Tim is a cloying, if heartfelt, fairytale about a “simple” gardener who falls in love with an older, American businesswoman. It was released in 1979, the same year as Being There, in which Shirley Maclaine seduced Peter Sellers’ simple gardener. Colleen McCullough’s source novel has a nice idea, but it’s distractingly played out without an eye to reality.Writer-director-producer Michael Pate has stated that he filmed it as a fairytale, and he drops occasional hints to this effect. For instance, Tim (Mel Gibson) says his sister Dawn (Deborah Kennedy) looks like a “fairytale princess” in her wedding dress. But there aren’t enough warnings early on that we’re supposed to suspend our disbelief, so it looks instead like sloppy plotting. Even fairytale characters need a background - Mary Horton (Piper Laurie) merely works at an unspecified occupation, with one workmate, at a bland looking “office”. Nor is there an explanation as to how she could afford a suburban house with a large garden and another big house by an isolated stretch of beach.
Pate deliberately gives us no sense of place, and seems concerned to disguise the film is set in Sydney, which only adds to the blandness. And why oh why is the cinematography of Paul Onorato so dark? Surely not to conceal the young-man-older-woman love scenes for fear of being controversial? You can’t even see them! The murky night filming also goes against the otherwise noticeable lack of realism. Not helping is Eric Jupp, who contributes the most intrusive and ludicrously lush score since Love Story.
The novel must have been a family saga - there are two weddings and two funerals in the course of the movie - and Pate has a hard time compressing it into 100 minutes. A subplot about a teacher of people with disabilities receives short shrift and, by the end, we’re lurching from wedding to funeral to wedding to funeral.

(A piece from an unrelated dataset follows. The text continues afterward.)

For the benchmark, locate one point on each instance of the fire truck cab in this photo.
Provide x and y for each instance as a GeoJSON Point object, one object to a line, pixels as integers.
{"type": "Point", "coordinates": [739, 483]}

The key factor in its favour is the performances from the cast. Laurie seems a little unsure as to what she’s doing in the movie, but Gibson succeeds in a difficult role. We’re expected to believe that this 24 year old has never been exposed to the concept of death (even though he didn’t leave school until 15) and couldn’t take the excitement of a wedding reception or funeral, but is able to hold down steady work as a builder’s labourer. Gibson manages it with his childish expressions, boyish body language and a single-minded simplicity that defies the silliness of some of the material.Kennedy is a bit shrill as Dawn, partly because of an uneven screenplay, but New Zealander Pat Evison shines in the taken-for-granted mother role and Alwyn Kurts is earthy and touching as Tim’s caring father.